Monday, August 4, 2008

More Marie Dressler

Marie Dressler was a wonderful actress, and I could go on and on about her movies. Perhaps the best of the movies she was in is Dinner At Eight, which is on TCM tonight at 8:00 PM ET, but I'm not going to blog about that right now because it's available on DVD. (I'll only say to watch Dressler at the end as everybody is getting ready to walk into the dining room.) Instead, I'd like to recommend the movie which won her an Oscar, but which is not available on DVD: Min and Bill, which follows Dinner at Eight at 10:00 PM ET.

Dressler stars as Min, the proprietress of a rooming house at the docks for the fishermen. She's got a thing for Bill, one of the fishermen (played by Wallace Beery, seen in the photo at left), although it's the kind of relationship that by the 1980s would have been labelled with a buzzword like "co-dependent". The dockside life is one of hard work and relatively little money, and is definitely not the place for children.
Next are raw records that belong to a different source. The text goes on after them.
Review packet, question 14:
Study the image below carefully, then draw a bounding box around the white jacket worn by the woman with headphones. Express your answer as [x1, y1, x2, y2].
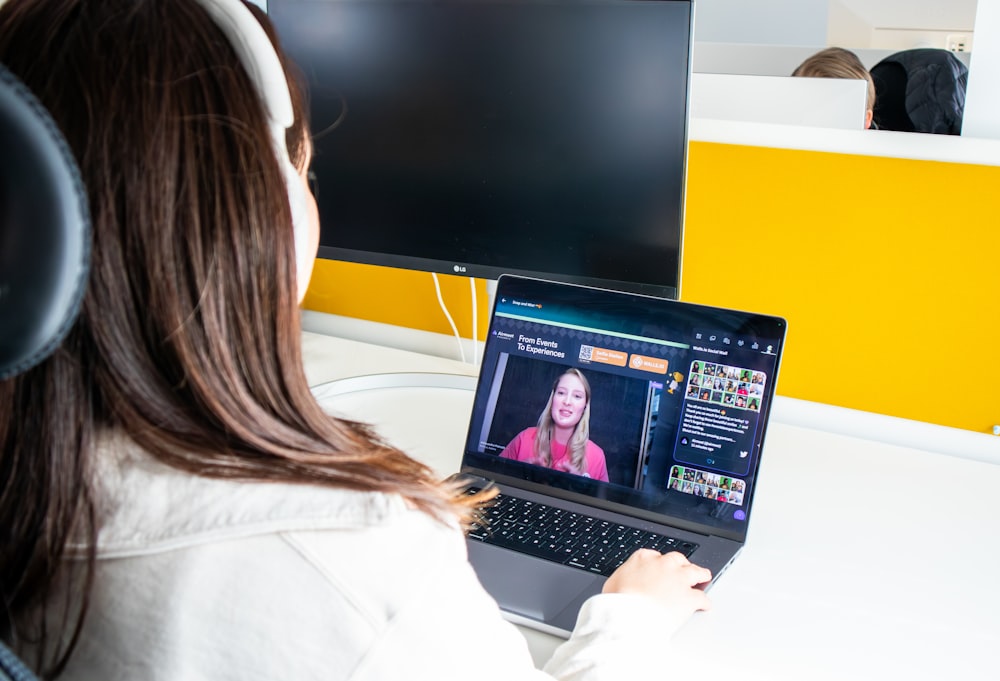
[54, 443, 692, 681]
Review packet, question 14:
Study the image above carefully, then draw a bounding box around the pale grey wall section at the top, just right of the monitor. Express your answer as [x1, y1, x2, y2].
[694, 0, 828, 45]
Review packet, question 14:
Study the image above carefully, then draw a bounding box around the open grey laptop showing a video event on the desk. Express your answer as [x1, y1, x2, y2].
[460, 275, 787, 636]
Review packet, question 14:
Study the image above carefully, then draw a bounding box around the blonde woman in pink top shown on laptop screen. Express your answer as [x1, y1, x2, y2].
[500, 369, 608, 482]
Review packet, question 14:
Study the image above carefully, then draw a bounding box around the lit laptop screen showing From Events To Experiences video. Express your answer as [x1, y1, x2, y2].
[463, 276, 786, 539]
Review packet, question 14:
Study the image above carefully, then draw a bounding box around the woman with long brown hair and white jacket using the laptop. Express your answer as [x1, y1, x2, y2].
[0, 0, 710, 679]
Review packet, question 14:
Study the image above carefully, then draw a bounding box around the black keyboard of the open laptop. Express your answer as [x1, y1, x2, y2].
[468, 490, 698, 577]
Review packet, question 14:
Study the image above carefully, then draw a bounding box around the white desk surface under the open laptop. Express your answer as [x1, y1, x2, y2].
[304, 333, 1000, 681]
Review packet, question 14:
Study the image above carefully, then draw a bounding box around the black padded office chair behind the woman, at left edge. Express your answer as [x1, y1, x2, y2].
[0, 65, 90, 681]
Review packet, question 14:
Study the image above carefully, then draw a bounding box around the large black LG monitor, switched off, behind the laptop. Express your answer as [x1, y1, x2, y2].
[267, 0, 693, 297]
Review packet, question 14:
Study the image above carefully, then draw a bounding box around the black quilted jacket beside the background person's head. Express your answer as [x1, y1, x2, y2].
[871, 48, 969, 135]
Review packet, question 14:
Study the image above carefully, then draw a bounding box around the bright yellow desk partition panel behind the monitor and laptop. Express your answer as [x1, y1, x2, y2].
[305, 142, 1000, 432]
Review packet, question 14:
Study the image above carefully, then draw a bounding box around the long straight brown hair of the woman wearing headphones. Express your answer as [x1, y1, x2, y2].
[0, 0, 484, 675]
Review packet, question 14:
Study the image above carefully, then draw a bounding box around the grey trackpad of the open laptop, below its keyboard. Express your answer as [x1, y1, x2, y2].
[468, 540, 604, 628]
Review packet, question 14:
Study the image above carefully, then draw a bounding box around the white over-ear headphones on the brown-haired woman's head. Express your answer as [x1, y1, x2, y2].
[188, 0, 316, 300]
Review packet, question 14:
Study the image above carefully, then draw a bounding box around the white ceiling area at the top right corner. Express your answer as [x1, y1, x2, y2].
[833, 0, 976, 31]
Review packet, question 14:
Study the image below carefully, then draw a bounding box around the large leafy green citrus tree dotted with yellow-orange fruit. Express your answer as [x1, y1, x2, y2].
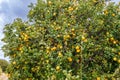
[3, 0, 120, 80]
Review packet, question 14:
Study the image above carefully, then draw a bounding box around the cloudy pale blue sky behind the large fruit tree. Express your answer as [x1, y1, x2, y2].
[0, 0, 120, 60]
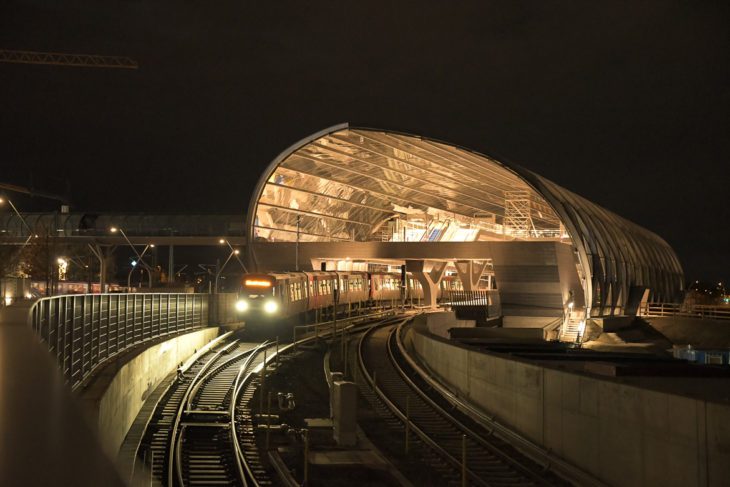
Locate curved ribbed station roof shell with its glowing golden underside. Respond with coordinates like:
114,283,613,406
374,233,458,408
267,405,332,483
247,124,683,314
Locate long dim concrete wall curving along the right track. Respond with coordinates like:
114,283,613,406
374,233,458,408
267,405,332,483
411,314,730,486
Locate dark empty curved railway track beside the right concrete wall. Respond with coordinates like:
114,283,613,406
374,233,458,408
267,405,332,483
358,324,569,486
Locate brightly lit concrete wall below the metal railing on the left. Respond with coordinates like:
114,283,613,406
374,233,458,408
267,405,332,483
81,327,219,458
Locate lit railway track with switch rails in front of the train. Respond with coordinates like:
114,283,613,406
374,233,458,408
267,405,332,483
138,341,272,487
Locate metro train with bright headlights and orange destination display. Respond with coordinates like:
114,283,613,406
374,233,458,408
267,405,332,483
235,271,470,336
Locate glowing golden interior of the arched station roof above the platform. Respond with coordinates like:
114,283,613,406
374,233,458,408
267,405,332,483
255,128,565,241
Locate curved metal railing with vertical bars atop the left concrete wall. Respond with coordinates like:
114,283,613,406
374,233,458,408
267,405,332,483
29,294,209,388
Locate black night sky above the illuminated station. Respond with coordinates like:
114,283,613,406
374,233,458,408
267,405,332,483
0,0,730,279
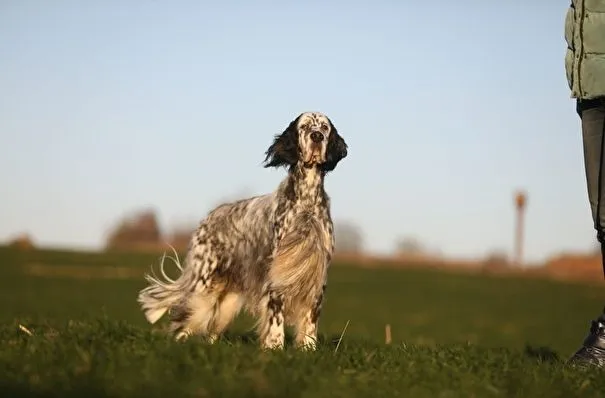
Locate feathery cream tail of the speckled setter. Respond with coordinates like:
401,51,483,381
137,248,186,324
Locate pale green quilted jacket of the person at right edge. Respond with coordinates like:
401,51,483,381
565,0,605,99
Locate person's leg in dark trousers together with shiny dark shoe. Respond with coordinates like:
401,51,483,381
570,98,605,366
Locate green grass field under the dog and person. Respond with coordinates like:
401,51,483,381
0,248,605,397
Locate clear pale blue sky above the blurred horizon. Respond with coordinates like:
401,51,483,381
0,0,594,261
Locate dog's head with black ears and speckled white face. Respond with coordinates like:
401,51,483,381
265,112,347,172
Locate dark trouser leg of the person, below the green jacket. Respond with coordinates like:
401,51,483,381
577,99,605,276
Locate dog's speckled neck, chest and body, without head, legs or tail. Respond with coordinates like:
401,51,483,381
194,168,334,302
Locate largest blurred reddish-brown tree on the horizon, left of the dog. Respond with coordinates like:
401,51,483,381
106,209,162,249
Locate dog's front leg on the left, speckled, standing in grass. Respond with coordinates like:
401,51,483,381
259,290,285,349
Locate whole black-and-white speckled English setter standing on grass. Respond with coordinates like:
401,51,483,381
138,112,347,349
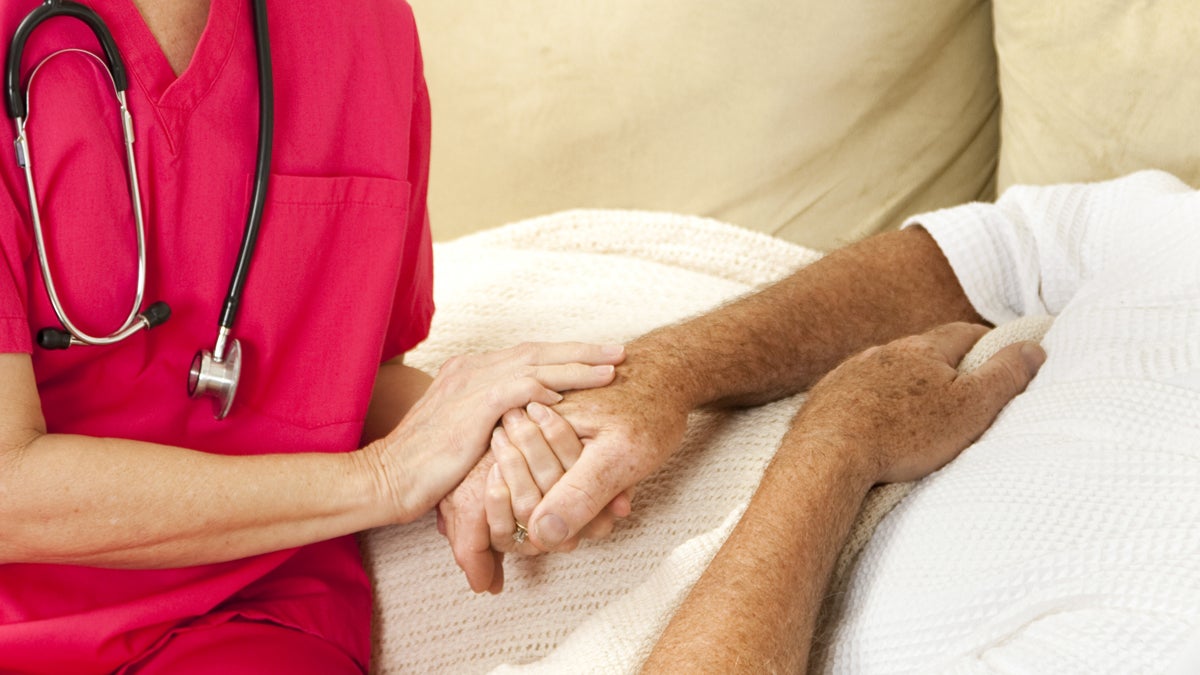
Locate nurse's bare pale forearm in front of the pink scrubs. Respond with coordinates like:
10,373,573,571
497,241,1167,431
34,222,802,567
0,427,393,568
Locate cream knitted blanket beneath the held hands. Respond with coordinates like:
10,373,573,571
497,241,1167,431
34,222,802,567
364,211,1045,673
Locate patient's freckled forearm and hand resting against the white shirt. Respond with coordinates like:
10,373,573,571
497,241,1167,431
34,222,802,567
643,323,1044,673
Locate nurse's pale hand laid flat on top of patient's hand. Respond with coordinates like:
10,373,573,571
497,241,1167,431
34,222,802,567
360,342,625,522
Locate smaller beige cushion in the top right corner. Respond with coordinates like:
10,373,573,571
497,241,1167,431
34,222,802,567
995,0,1200,189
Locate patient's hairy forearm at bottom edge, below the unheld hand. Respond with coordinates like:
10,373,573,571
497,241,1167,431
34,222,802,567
643,430,872,673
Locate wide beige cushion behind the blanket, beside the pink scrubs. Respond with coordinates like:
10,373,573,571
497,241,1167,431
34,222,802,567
412,0,998,249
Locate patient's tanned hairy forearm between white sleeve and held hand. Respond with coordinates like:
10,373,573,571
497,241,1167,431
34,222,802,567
619,228,980,410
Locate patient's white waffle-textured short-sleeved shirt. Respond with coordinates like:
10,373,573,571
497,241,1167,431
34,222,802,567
828,172,1200,674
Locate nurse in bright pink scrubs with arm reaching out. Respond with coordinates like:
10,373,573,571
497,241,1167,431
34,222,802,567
0,0,623,674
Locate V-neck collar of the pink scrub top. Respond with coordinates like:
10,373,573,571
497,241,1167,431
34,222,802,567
104,0,246,117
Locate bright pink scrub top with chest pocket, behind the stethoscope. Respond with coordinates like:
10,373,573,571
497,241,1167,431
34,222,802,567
0,0,433,673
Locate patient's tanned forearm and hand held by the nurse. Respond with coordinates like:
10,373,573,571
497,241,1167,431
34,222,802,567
440,228,980,590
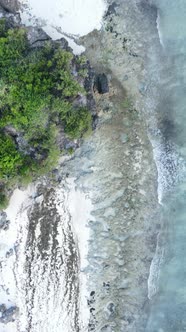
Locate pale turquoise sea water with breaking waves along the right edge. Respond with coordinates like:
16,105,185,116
146,0,186,332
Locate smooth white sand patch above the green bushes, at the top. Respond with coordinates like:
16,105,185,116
21,0,107,54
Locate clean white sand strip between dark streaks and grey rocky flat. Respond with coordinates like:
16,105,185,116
56,178,93,331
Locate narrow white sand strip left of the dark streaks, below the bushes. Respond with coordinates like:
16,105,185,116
0,186,33,332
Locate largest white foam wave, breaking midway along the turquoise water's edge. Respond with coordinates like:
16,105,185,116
144,74,186,204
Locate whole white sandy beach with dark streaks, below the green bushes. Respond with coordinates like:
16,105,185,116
0,179,92,332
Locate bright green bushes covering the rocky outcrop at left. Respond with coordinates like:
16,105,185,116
0,19,92,206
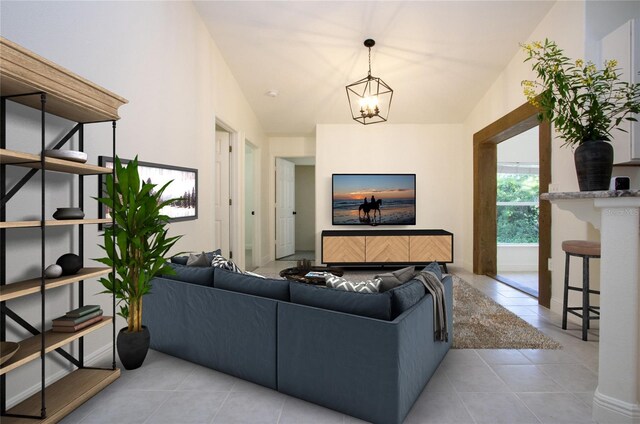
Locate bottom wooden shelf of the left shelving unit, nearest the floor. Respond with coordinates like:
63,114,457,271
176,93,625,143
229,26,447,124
2,368,120,424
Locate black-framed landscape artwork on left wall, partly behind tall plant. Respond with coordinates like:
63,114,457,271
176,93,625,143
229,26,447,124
98,156,198,221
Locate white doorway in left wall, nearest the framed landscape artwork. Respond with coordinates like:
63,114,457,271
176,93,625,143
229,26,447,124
214,122,237,259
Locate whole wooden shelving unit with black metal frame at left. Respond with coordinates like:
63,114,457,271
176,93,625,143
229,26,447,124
0,37,127,424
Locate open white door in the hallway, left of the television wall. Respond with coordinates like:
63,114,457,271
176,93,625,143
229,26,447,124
276,158,296,259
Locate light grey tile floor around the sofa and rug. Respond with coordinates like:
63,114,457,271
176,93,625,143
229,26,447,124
62,261,598,424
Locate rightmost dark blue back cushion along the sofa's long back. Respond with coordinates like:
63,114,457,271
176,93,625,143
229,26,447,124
289,281,391,320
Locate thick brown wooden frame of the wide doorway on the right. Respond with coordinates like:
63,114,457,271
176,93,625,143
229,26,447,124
473,103,551,308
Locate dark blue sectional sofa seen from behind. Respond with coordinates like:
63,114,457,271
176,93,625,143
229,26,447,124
143,265,453,424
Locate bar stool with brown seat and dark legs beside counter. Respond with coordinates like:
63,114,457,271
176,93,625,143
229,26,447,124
562,240,600,341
However, Min has a girl, Nancy, she's looking after; one who was abandoned by her mother as a baby (played by Dorothy Jordan). Min wants to do the right thing for Nancy, but at the same time doesn't want the state to take the Nancy from her. They do, however, and send her to a boarding school, where she begins to make good.

Alas, everybody's relatively happy lives are about to come to an end. Although Min has been telling Nancy that her mother is dead, the mother (Marjorie Rambeau) learns not only that Nancy is still alive, but that she's about to marry into wealth. No dummy her, she wants in on that wealth. So one day, she walks straight into Min's place and tries to get Min to tell her the truth about Nancy.

Min and Bill is a fabulous little movie. With a running time of only 66 minutes, it hits all the emotions, with some comedy, some drama, some melodrama, and some heartbreaking moments. Marie Dressler is outstanding as the woman who sadly realizes that she's going to have to make some terrible sacrifices in order to do the right thing for her girl. Despite being singularly unglamorous in a town like Hollywood that's promoted beauty almost to a cult, Dressler defeated much more glamorous nominees like Norma Shearer, Marlene Dietrich, and Irene Dunne. She deserved the award, too, and it's a good thing that Min and Bill won one of the big Oscars, or else it would probably be completely forgotten, instead of just terribly overlooked.

Wallace Beery was also nominated for an Oscar, and he too does a fine job. He's the right fit physically to play Bill, a somewhat rough and hulking, but also charming man. Berry and Dressler seem like they make a believable couple, too. Their popularity resulted in their making several movies together, including Dinner at Eight, although the two don't have too many scenes together in it. One interesting thing is to note how respected Dressler and Beery were in that they were promoted more than most of the rest of the cast of Dinner at Eight (which includes Jean Harlow and two of the Barrymores). In the little-seen Should Ladies Behave, which like Dinner at Eight was made at MGM in 1933, there's a scene about ten minutes in in which some of the characters step out onto a terrace during an intermission of a Broadway show. In the background is a very obvious product placement: Wallace Beery and Marie Dressler in Dinner at Eight.